Unexpected cracking found on critical Boeing 737 Next Generation part

Boeing engineers and safety investigators are scrambling to find out how many Boeing 737NGs have cracked 'pickle forks' after finding several in the jets.
A pickle fork is the part that helps attach a plane's fuselage to its wing structure. It helps manage the stress, torque and aerodynamic forces that bend the connection between the wings and the body of the jet.
Engineers design pickle forks to last the lifetime of the plane, more than 90,000 landings and takeoffs, a term known as "flight cycles" in the aviation industry, without developing cracks. There could be dire results if the pickle fork system on the jet fails in flight.
During a recent inspection, workers found a severely cracked pickle fork on a Boeing 737NG. The plane is relatively young, having logged approximately 35,000 flight cycles when the damage was found.
A retired Boeing engineer who asked to remain anonymous tells us, "It's unusual to have a crack in the pickle fork. It's not designed to crack that way at all. Period."
He says it's particularly concerning because it was found so early in the plane's service.
Another source tells us Boeing quickly reported the issue with the single plane to the FAA last week, and now more planes with similar cracking have been found.
We're told this is very much an ongoing investigation, and that it's unclear whether or not this is a widespread issue.

Boeing confirmed to KOMO Friday that there is a cracking issue.
"Safety and quality are our top priorities. Boeing has notified the FAA and been in contact with 737NG operators about a cracking issue discovered on a small number of airplanes undergoing modifications. No in-service issues have been reported. Over the coming days, we will work closely with our customers to implement a recommended inspection plan for certain airplanes in the fleet. This issue does not affect any 737 MAX airplanes or the P-8 Poseidon," a Boeing spokesperson wrote.
The FAA also confirmed the inspections, telling KOMO, "The FAA will require operators of certain Boeing 737NG jetliners to conduct inspections for structural cracks. Boeing notified the agency of the matter after it discovered the cracks while conducting modifications on a heavily used aircraft. Subsequent inspections uncovered similar cracks in a small number of additional planes. The FAA will instruct operators to conduct specific inspections, make any necessary repairs and to report their findings to the agency immediately."
No one has been injured, and there have been no reports of issues on 737s that flew with the cracked equipment. It's a near certainty that people flew aboard the jets with the cracked pickle forks before the issue was discovered.
We're told this is an issue that is being taken seriously by the FAA and Boeing.
The pickle fork is essential to the safety of the plane and an in-flight failure could be catastrophic in the worst-case scenario.
A government source says that until the scope of the problem can be understood, it's difficult to tell what corrective actions will need to be taken. It could be anything from visual inspections of all 737NGs, or more unlikely, a grounding of the planes for further inspections. Investigators are deeply concerned about the cracks developing so early on in a the plane's lifespan.

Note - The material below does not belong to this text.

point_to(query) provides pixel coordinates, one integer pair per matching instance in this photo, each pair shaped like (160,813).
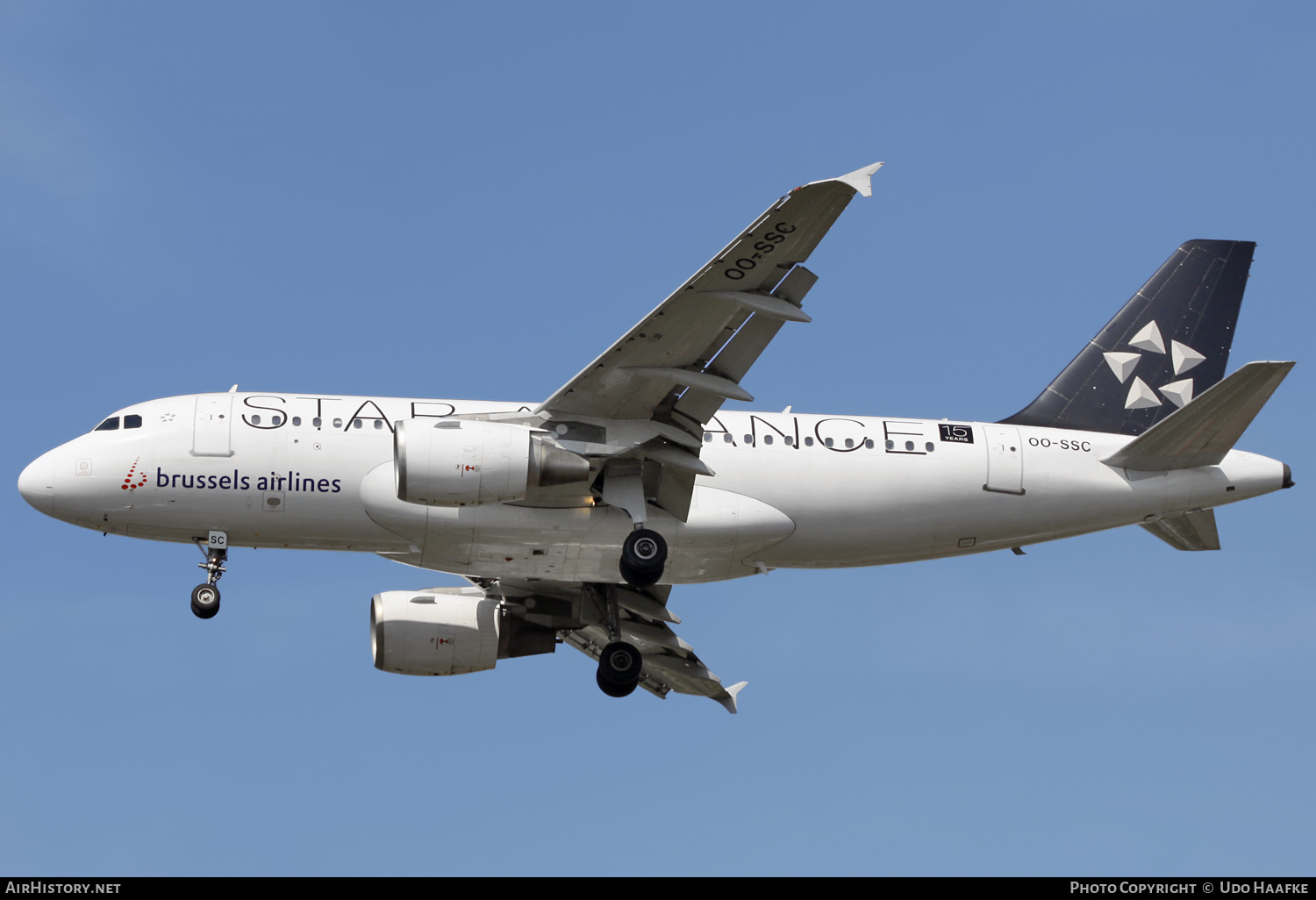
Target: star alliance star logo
(1141,396)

Engineers say the inspection process itself is fairly straightforward and fast. 737NGs are the generation of models made prior to the 737 MAX. The 737NG is the model designated as 737-600, 737-700, 737-800, or 737-900. It started production 1996. The last one rolled off the factory floor this summer in Renton.
Light cracking is occasionally found in pickle forks, but it's very unusual.
Engineers say fatigue cracking, once initiated, grows every flight.
If a slight crack is discovered during a routine inspection, engineers run a scenario for how much they expect it to grow under typical conditions, then re-inspect at prescribed intervals.
"A crack like this is similar to when you see a crack in a coffee cup handle," the retired engineer tells us. "You can likely continue using the cup several more times, but there's always a risk that handle will break off and hot coffee will wind up in your lap."
Teams in Seattle and Washington, D.C are working on this. A source within the federal government says FAA inspectors were excited and happy to get the call from Boeing.
The source says they are "...elated that the bloodline of safety is alive at Boeing." That same source worries about how economic concerns for Boeing impact safety.
Just this week, Boeing re-organized its management structure when it comes to safety. There's even a committee on the Board of Directors now with direct oversight of safety.
Until the extent of the issue is discovered, it will be difficult to determine what maintenance crews will need to do. So far, there have been no government orders for mandatory inspections.
Boeing and the FAA will want to know why the pickle forks are cracking, and why it's happening so early. We're told it could be something as simple as a manufacturing flaw with a small number of planes and not something widespread.
This could be a pain for scheduled maintenance on planes. We're told a "fix" to a pickle fork with extensive of cracking will require mechanics to remove and replace the pickle fork fitting. It stretches around 25% of the circumference of the fuselage. A Boeing 737 has four pickle forks.
The retired engineer tells KOMO the cracks were really surprising, used an expletive, then said, "This is not good news," and added, "It's really urgent to investigate."